En règle général, les réponses montrent une volonté d’un règlement politique de la question palestinienne et celle de faire valoir une approche basée sur le droit.
Question : Plusieurs déclarations officielles européennes appellent depuis des années au respect par Israël du droit international et du droit international humanitaire. Or, la situation ne cesse de se dégrader sur le terrain. Concrètement, que comptez-vous mettre en œuvre pour que ces déclarations soient suivies d’effet ? Et tout d’abord, pour faire ouvrir les points de passage de et vers la bande de Gaza et mettre un terme aux projets de colonisation ?
Pour ECOLO , Israël doit se conformer aux engagements pris vis-à-vis des Palestiniens et de la Communauté internationale dans la Feuille de route et annapolis. L’« accord sur l’accès et le mouvement (AMA) signé entre l’Autorité palestinienne, Israël et l’Union européenne s’est démontré inefficace » ; l’UE doit donc jouer « un rôle beaucoup plus actif et utiliser tous les moyens de pression sur Israël pour que tous les autres points de passage de et vers la bande de Gaza puissent être ouverts de manière permanente et durable ».
Pour le CDH , l’Europe doit jouer un rôle politique et non seulement de bailleur de fonds – il déplore qu’elle n’arrive pas à parler d’une seule voix.
Pour la LCR , il faut « un rapport de force qui contraigne Israël et ses alliés » à respecter le droit, notamment par la mise en œuvre, à tous les niveaux, de la campagne « BDS – Boycott, Désinvestissement, Sanctions », en s’inspirant de la lutte internationale contre le régime d’apartheid.
Tous les partis se prononcent aussi en faveur de l’arrêt de la colonisation .

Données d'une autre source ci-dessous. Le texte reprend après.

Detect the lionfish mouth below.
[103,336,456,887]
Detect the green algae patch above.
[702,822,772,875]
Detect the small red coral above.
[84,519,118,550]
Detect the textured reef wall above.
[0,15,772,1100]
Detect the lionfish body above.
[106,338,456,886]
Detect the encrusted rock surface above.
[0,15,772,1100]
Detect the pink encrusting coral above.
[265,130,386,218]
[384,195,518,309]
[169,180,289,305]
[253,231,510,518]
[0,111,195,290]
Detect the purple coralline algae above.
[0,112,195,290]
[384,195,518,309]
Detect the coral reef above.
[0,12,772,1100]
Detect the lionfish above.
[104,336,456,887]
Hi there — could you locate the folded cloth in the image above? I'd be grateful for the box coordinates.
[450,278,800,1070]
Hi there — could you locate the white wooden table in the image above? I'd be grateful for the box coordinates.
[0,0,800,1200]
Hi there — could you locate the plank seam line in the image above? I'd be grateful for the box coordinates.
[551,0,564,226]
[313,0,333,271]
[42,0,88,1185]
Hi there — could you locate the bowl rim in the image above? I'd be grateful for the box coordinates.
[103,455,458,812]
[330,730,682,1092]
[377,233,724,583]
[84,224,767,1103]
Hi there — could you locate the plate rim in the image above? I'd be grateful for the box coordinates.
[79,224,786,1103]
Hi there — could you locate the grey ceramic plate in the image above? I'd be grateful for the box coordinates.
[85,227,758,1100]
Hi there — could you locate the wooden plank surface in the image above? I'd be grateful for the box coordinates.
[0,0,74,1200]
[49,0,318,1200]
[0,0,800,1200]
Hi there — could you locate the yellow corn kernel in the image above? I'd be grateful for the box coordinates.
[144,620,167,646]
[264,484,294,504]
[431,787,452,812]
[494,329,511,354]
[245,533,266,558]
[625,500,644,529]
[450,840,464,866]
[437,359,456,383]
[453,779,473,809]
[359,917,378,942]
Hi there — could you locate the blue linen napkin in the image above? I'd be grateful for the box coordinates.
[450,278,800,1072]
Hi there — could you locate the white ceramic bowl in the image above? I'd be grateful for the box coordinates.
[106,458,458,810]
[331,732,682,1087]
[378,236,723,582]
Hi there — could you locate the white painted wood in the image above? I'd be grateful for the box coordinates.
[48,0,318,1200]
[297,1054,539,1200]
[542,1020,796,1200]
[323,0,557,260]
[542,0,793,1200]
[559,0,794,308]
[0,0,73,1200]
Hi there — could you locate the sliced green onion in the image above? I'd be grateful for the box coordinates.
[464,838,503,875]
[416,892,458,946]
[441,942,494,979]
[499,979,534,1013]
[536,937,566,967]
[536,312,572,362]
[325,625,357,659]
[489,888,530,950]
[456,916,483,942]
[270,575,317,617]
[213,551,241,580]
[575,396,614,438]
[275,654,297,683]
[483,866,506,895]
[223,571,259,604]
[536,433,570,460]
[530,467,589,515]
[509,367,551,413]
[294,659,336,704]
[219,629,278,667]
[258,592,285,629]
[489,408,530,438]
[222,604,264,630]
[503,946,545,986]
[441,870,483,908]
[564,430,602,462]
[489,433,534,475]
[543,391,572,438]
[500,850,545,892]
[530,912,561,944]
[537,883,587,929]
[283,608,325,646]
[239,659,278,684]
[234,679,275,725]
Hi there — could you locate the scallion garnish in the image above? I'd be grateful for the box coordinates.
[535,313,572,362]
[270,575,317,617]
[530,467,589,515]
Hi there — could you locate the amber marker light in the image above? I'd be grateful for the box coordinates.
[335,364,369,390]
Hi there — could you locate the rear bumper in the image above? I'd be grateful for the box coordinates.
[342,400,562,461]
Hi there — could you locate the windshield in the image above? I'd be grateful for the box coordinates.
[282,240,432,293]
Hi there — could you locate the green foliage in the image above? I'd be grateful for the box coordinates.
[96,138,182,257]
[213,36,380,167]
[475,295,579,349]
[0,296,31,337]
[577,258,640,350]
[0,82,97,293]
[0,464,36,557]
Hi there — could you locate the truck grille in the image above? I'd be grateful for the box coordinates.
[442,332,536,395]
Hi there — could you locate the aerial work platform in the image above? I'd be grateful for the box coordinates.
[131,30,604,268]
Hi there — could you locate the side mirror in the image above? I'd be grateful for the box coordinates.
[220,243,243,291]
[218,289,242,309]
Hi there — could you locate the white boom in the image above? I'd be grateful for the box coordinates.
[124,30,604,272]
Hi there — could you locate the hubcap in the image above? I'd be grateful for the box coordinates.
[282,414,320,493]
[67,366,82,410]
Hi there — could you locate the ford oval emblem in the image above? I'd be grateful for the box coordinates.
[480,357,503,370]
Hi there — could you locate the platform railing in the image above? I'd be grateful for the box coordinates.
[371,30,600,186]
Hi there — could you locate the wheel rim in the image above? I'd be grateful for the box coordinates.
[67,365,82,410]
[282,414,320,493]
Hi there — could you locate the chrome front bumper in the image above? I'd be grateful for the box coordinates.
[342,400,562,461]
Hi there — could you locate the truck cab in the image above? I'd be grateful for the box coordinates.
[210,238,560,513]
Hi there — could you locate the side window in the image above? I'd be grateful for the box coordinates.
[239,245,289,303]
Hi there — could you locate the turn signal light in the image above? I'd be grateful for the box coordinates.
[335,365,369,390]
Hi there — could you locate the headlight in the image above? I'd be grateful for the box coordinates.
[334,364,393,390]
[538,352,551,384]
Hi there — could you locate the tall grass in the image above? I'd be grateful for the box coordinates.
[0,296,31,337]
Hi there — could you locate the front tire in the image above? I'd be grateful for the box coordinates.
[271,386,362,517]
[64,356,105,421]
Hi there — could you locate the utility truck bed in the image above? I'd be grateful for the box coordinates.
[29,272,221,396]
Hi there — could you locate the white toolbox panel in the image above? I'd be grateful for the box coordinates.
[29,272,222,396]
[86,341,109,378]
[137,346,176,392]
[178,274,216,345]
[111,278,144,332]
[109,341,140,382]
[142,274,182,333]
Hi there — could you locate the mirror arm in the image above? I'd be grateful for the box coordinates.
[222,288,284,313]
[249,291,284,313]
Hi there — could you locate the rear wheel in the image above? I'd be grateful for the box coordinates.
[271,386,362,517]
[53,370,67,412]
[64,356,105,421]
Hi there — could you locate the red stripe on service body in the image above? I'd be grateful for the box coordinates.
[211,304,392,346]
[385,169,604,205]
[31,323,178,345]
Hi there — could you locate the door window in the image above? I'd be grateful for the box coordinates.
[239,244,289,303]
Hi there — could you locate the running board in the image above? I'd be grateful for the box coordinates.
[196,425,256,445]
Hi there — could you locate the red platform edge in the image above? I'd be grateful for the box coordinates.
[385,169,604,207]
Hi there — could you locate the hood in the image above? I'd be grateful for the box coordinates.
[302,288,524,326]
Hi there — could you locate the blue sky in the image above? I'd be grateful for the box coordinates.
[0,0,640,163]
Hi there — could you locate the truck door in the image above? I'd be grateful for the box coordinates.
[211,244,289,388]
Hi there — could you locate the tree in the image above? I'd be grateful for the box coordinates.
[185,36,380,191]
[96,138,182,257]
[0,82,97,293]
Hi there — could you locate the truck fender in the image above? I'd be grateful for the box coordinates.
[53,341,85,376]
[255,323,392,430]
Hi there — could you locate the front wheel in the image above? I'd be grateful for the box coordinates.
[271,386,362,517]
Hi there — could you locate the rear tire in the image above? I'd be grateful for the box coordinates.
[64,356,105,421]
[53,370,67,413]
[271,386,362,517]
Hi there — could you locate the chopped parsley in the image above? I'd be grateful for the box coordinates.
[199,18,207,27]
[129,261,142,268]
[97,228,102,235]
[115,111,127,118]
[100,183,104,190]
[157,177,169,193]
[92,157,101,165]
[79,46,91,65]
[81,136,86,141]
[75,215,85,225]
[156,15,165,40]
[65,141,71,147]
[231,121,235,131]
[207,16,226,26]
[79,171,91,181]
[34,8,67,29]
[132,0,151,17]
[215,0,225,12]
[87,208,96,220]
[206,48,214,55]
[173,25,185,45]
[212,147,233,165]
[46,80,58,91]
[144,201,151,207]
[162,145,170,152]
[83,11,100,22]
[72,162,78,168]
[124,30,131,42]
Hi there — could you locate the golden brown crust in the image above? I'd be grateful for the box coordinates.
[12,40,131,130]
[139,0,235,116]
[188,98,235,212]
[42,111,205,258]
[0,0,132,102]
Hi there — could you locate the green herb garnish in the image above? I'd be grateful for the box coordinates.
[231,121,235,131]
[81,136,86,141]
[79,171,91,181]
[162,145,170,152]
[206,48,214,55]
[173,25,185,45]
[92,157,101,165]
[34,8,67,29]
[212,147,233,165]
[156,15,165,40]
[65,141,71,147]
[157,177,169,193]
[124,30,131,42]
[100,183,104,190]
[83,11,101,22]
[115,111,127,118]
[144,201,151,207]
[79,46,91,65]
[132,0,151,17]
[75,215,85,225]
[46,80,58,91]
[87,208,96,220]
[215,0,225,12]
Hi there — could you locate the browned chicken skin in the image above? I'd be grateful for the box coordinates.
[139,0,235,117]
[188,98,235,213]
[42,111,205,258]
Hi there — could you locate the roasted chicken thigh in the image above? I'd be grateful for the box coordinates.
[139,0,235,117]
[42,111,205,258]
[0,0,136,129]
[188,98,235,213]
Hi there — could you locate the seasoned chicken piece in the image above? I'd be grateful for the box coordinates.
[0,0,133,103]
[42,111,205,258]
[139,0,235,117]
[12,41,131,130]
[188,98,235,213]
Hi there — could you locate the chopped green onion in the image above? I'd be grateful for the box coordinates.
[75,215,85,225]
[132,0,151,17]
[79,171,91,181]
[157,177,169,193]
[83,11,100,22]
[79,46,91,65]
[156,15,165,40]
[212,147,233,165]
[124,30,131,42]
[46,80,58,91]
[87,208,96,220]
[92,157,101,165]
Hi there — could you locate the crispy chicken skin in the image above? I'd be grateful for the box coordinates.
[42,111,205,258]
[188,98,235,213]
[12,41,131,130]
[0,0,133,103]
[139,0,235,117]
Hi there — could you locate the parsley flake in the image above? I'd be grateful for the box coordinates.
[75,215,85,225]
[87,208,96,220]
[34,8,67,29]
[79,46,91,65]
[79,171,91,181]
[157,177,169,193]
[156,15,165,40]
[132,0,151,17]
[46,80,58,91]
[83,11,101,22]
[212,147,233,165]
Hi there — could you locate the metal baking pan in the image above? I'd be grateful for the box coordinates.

ECOLO adopte une position sans équivoque : « l’intensification de la colonisation rend impossible la création d’un Etat palestinien viable et, dans une plus large mesure, empêche la paix au Proche-Orient » et appelle à « une campagne de responsabilisation et de sensibilisation à l’égard des entreprises européennes pour qu’elles ne participent en aucun cas à l’expansion de la colonisation ».
La campagne « BDS – Boycott, Désinvestissement, Sanctions » doit, pour la LCR, permettre de remettre en question la politique israélienne dans les Territoires palestiniens, notamment celle de la colonisation.
Enfin le PS condamne « la poursuite de la colonisation » ainsi que l’offensive meurtrière sur Gaza et les humiliations imposées à la population palestinienne en Cisjordanie.
2. Les relations UE/Israël
Question : En tant que parlementaire européen, vous aurez à vous prononcer sur la politique européenne dans la région.
– La persistance de la violation des droits de l’Homme dans les territoires palestiniens occupés conduit à une violation de l’article 2 de l’accord d’association signé entre l’Union européenne et Israël. Comptez-vous appeler à la suspension de l’accord d’association tant que le droit n’est pas respecté, dans la lignée de la résolution du Parlement européen d’avril 2002 ?
– L’accord d’association UE-Israël est en voie de rehaussement. Vous prononcerez-vous de manière officielle contre ce rehaussement ? Vous serez amené à vous prononcer sur la participation d’Israël aux programmes communautaires. Voterez-vous contre cette participation ?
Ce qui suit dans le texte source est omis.